Netflix Shares Tank After Earnings Miss
This resulted in a surprise factor of 20%, or $0.01 away from the latest Zacks consensus estimates just prior to the earnings announcement. Wedbush’s price target suggests a potential downside of 63.71% from the company’s previous close. The transaction was disclosed in a filing with the Securities & Exchange Commission, which is available through this hyperlink.
Netflix (NASDAQ:NFLX) saw an uptick in trading volume on Wednesday after Vetr upgraded the stock from a hold rating to a buy rating, Marketbeat.com reports.
A number of research analysts recently commented on the company. Barclays reiterated an “equal weight” rating and issued a $115.00 price objective on shares of Netflix in a research report on Thursday, July 16th.
In other Netflix news, insider Gregory K. Peters sold 14,070 shares of the company’s stock in a transaction on Thursday, July 16th. Also, Director Richard N. Barton sold 2,800 shares of the firm’s stock in a transaction dated Friday, August 14th. (NASDAQ:NFLX) traded up 0.46% on Wednesday, hitting $110.23. The stock’s 50-day moving average price is $104.72 and its 200-day moving average price is $96.06. Topeka Capital Markets increased their target price on Netflix from $107.00 to $114.00 and gave the stock a “buy” rating in a research report on Wednesday, July 15th. The lowest analyst price target has the stock at $40 within the next 12 months.
The streaming video company, Netflix Inc. The stock was sold at an average price of $111.68, for a total transaction of $1,571,337.60. The company has a market cap of $46.60 billion and a P/E ratio of 246.19.
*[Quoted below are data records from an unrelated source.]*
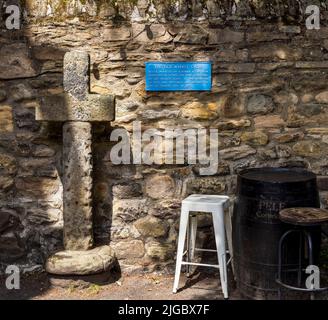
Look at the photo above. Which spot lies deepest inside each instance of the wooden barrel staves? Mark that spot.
(261, 194)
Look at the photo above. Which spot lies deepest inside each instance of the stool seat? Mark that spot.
(207, 199)
(304, 216)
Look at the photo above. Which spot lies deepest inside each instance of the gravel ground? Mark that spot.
(135, 287)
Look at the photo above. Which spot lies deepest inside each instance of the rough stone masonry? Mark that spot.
(269, 101)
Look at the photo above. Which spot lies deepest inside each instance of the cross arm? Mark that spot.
(64, 107)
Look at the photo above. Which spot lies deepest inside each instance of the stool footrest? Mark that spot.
(200, 264)
(299, 289)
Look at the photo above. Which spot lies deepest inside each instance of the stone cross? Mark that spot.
(77, 109)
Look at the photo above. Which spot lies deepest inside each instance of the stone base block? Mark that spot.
(84, 282)
(81, 263)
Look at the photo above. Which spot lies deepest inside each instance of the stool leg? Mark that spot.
(228, 224)
(181, 242)
(310, 248)
(192, 241)
(218, 222)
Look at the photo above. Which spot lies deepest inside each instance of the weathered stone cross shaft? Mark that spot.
(77, 109)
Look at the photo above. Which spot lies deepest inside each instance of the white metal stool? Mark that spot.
(188, 227)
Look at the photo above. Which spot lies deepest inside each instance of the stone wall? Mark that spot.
(269, 102)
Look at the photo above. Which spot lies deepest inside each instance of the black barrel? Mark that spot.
(261, 194)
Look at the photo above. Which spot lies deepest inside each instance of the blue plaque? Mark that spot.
(178, 76)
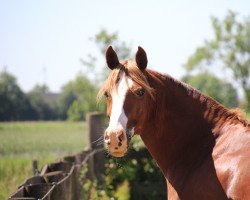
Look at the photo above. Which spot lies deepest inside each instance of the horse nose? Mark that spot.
(107, 138)
(114, 138)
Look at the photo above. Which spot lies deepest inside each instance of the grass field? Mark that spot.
(21, 142)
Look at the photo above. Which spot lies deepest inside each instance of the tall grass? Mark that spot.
(21, 142)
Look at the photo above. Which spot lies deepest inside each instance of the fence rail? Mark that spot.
(62, 179)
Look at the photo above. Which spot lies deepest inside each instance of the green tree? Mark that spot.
(209, 84)
(43, 110)
(13, 101)
(229, 48)
(78, 98)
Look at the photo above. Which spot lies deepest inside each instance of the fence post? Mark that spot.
(95, 133)
(35, 167)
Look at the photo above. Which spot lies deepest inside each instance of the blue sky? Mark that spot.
(43, 40)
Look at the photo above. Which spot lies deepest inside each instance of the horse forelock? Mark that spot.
(131, 70)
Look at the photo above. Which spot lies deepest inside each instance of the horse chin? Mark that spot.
(117, 154)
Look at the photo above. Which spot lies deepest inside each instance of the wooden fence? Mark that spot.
(62, 180)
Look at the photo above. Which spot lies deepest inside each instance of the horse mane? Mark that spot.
(141, 77)
(131, 70)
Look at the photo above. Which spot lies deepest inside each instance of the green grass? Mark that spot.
(21, 142)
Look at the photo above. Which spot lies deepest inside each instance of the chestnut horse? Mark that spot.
(201, 147)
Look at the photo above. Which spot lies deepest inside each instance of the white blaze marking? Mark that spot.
(118, 119)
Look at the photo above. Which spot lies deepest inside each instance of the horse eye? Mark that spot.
(106, 94)
(140, 92)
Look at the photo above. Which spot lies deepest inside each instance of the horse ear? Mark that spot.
(111, 58)
(141, 58)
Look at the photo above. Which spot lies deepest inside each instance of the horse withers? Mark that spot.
(201, 147)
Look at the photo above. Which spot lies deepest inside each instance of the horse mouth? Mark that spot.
(118, 154)
(119, 151)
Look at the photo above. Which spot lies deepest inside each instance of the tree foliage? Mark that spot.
(209, 84)
(14, 103)
(229, 49)
(78, 98)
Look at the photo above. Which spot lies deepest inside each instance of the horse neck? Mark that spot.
(178, 127)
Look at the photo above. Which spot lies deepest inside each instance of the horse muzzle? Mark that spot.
(116, 141)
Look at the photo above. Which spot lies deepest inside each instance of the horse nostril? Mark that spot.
(120, 138)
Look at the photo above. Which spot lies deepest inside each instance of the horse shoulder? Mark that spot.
(231, 161)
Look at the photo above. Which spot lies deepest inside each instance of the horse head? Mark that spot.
(126, 91)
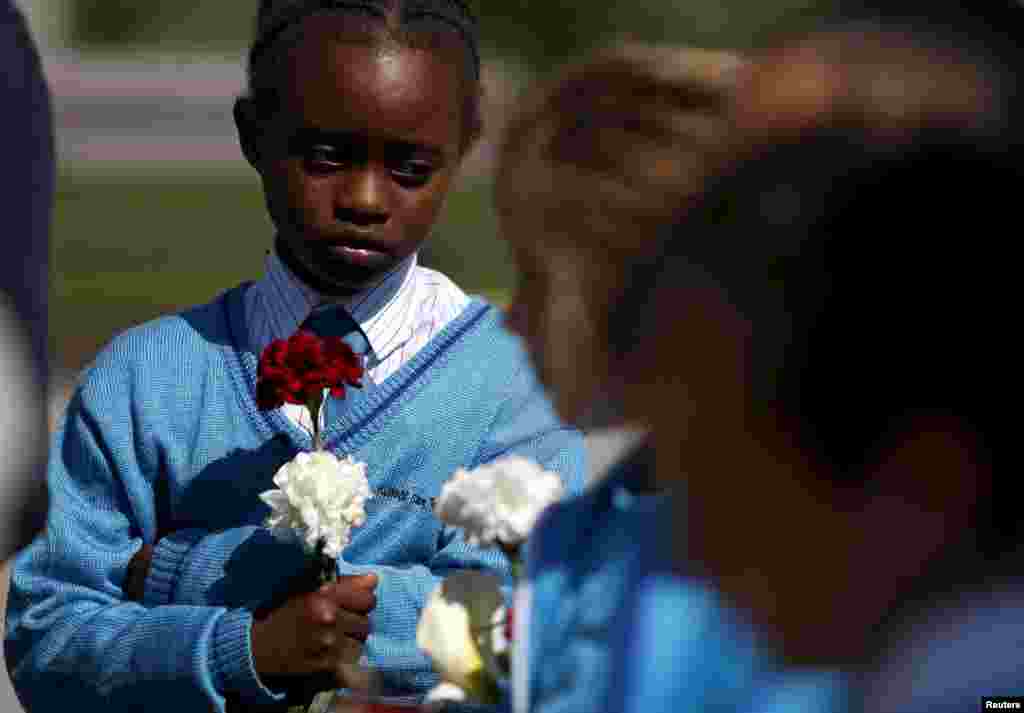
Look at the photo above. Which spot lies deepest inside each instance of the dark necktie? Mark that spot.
(336, 322)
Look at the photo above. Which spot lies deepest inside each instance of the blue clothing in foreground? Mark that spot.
(666, 669)
(163, 442)
(584, 557)
(612, 627)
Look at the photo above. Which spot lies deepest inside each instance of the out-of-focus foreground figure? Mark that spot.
(27, 195)
(835, 315)
(594, 166)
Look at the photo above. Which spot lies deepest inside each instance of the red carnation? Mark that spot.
(509, 623)
(299, 369)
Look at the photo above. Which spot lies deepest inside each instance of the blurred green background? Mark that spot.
(140, 238)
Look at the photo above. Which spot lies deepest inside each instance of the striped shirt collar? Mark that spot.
(280, 303)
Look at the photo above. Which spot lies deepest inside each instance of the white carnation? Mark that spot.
(498, 502)
(453, 624)
(320, 497)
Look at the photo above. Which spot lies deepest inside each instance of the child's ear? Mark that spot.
(251, 130)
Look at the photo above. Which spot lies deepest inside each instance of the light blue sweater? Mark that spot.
(613, 627)
(163, 441)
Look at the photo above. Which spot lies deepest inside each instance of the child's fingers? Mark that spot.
(353, 625)
(353, 593)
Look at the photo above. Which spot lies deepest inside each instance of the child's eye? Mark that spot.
(413, 172)
(323, 159)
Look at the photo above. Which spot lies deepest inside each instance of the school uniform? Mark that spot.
(163, 443)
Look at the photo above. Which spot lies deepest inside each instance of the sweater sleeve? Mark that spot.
(524, 425)
(72, 638)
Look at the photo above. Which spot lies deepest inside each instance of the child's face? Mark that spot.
(360, 157)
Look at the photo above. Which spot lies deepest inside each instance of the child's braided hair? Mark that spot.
(419, 24)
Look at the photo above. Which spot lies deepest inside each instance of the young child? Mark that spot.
(357, 117)
(851, 401)
(593, 167)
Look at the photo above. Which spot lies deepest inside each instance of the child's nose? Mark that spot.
(361, 197)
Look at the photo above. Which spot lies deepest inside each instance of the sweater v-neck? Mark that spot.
(355, 425)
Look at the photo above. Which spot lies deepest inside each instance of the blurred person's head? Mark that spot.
(27, 144)
(357, 118)
(592, 165)
(23, 435)
(832, 316)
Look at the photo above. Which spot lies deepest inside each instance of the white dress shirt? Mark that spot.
(398, 316)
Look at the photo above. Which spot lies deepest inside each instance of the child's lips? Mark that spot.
(358, 254)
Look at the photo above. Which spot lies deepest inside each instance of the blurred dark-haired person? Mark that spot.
(27, 142)
(853, 296)
(594, 165)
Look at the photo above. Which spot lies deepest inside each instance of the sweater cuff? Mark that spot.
(168, 560)
(232, 662)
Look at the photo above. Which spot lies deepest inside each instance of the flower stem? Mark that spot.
(314, 405)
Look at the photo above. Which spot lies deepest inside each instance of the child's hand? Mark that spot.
(321, 631)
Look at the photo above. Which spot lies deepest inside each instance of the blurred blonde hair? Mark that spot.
(612, 151)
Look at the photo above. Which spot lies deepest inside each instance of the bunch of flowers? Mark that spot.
(466, 628)
(301, 369)
(318, 497)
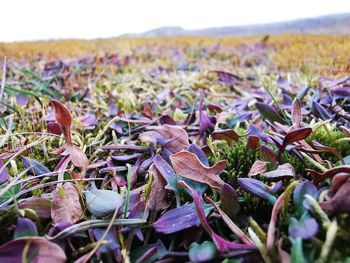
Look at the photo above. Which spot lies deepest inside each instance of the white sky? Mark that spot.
(48, 19)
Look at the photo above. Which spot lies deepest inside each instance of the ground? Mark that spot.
(177, 149)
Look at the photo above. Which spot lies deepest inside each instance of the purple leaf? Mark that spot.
(179, 219)
(38, 250)
(88, 120)
(112, 244)
(305, 228)
(229, 200)
(256, 188)
(126, 158)
(200, 154)
(4, 175)
(299, 195)
(36, 168)
(221, 244)
(283, 171)
(269, 113)
(320, 112)
(25, 228)
(40, 205)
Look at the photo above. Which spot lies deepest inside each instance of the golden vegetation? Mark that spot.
(308, 53)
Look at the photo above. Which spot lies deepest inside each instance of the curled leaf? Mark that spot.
(188, 165)
(178, 136)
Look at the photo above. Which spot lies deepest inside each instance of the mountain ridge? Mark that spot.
(336, 24)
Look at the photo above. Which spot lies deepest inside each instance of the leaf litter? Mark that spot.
(160, 155)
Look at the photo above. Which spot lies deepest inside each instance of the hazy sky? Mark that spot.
(47, 19)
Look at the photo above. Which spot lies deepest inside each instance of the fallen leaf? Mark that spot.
(283, 171)
(66, 208)
(102, 202)
(25, 228)
(178, 136)
(188, 165)
(64, 119)
(40, 205)
(38, 249)
(257, 168)
(179, 218)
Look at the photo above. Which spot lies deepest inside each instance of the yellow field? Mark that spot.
(322, 54)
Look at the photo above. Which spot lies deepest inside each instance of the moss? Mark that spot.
(240, 159)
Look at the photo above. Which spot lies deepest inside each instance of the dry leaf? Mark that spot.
(179, 135)
(66, 207)
(188, 165)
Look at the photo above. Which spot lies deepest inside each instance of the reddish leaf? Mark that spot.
(296, 114)
(177, 133)
(328, 149)
(157, 194)
(228, 135)
(253, 142)
(339, 203)
(54, 127)
(40, 205)
(272, 225)
(66, 208)
(268, 154)
(317, 178)
(188, 165)
(296, 135)
(64, 119)
(229, 200)
(39, 250)
(221, 244)
(234, 228)
(78, 158)
(283, 171)
(258, 167)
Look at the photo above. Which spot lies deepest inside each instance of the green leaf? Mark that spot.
(11, 192)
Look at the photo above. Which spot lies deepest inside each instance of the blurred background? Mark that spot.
(23, 20)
The recent earnings-miss may seem like a red alert on Netflix’s position, let’s not forget about its aggressive expansion, which the company has been carrying out globally. In the past four quarters, the share price has moved 18% on average the very first trading day, after the earnings were released. Following the completion of the transaction, the director now directly owns 44,862 shares in the company, valued at approximately $4,535,996.82. The disclosure for this sale can be found here.
Netflix, Inc. (NASDAQ:NFLX) has witnessed a rise of 0.5% or 198,965 shares in its short figure. The online streaming giant had $0.07 in earnings per share (EPS) on $1.74 billion in revenue compared to consensus estimates from Thomson Reuters that called for $0.08 in EPS on $1.75 billion in revenue. Its members can see greater than two billion hours of television (NASDAQ:NFLX) shows and pictures per month, including original series, documentaries and feature films on Internet-connected screen. The Organization has three operating segments: global streaming, Domestic streaming and Domestic DVD. Its members can play, pause and resume viewing, all without commitments or advertisements. In the United States, the Company’s subscribers can receive standard definition digital versatile disc (DVDs), and their high definition successor, Blu-ray discs (collectively DVD), delivered quickly to their homes.
Peck has raised his 2015 and 2016 revenue and EBITDA estimates for the company to reflect “flow-through of price increases partly offset by lower domestic paid members”.